Question

In: Accounting

The valuation of plant and equipment to allow for fair market value will be reference to...

The valuation of plant and equipment to allow for fair market value will be reference to IFRS IAS 16. Does the standard differ from GAAP valuation? Do you see this debate getting settled soon? Please take a side and defend your position.

Solutions

Expert Solution

Yes, GAAP and IFRS / IAS differ.

IFRS
Under IFRS property, plant and equipment may be revalued to fair values. All the items in the same class are revalued.

US GAAP
The revaluation of property, plant and equipment is NOT ALLOWED.

This debate may get settled when uniformly IFRS is adopted. But that's not happening anytime soon.

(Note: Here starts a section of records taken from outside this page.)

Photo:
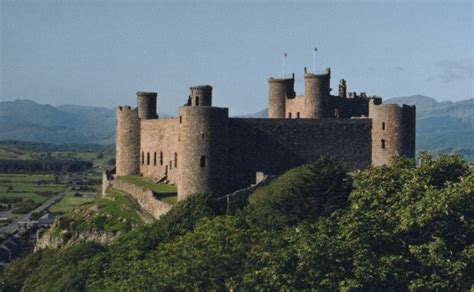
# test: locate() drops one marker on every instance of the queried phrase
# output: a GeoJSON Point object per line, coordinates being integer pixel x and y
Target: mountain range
{"type": "Point", "coordinates": [441, 126]}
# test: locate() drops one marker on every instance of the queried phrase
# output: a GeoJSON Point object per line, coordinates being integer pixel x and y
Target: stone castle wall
{"type": "Point", "coordinates": [159, 147]}
{"type": "Point", "coordinates": [203, 146]}
{"type": "Point", "coordinates": [144, 197]}
{"type": "Point", "coordinates": [276, 145]}
{"type": "Point", "coordinates": [127, 141]}
{"type": "Point", "coordinates": [393, 132]}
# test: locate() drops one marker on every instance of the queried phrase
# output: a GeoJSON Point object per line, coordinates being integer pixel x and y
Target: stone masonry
{"type": "Point", "coordinates": [205, 150]}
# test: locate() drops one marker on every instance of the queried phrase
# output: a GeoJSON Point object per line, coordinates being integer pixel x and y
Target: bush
{"type": "Point", "coordinates": [301, 194]}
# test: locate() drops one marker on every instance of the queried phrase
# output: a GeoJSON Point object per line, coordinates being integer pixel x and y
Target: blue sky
{"type": "Point", "coordinates": [101, 52]}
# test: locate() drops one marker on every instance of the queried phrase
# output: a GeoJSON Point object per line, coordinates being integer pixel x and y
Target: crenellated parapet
{"type": "Point", "coordinates": [202, 149]}
{"type": "Point", "coordinates": [127, 141]}
{"type": "Point", "coordinates": [393, 132]}
{"type": "Point", "coordinates": [146, 105]}
{"type": "Point", "coordinates": [279, 90]}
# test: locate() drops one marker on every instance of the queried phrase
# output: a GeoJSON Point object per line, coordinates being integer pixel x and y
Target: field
{"type": "Point", "coordinates": [20, 193]}
{"type": "Point", "coordinates": [69, 202]}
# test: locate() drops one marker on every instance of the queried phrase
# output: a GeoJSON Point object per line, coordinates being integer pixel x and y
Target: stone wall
{"type": "Point", "coordinates": [276, 145]}
{"type": "Point", "coordinates": [144, 197]}
{"type": "Point", "coordinates": [159, 144]}
{"type": "Point", "coordinates": [127, 143]}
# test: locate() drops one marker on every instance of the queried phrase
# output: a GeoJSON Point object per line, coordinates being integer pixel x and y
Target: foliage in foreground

In my opinion, the IFRS position is better than the GAAP. For starters, IFRS gives an OPTION to select one of the options. A company may choose not to exercise this option. Also, bringing the assets that a company owns to the CORRECT MARKET VALUE gives a better option to the investors. An investor can evaluate the correct position if the items on the balance sheet are on the correct market value.

Imagine a situation

An investor is evaluating a company for investment. he finds that the book value of the shares is very less and does not invest in it.
Had the company been following IFRS the values would probably be higher. The investor would be able to make proper evaluation.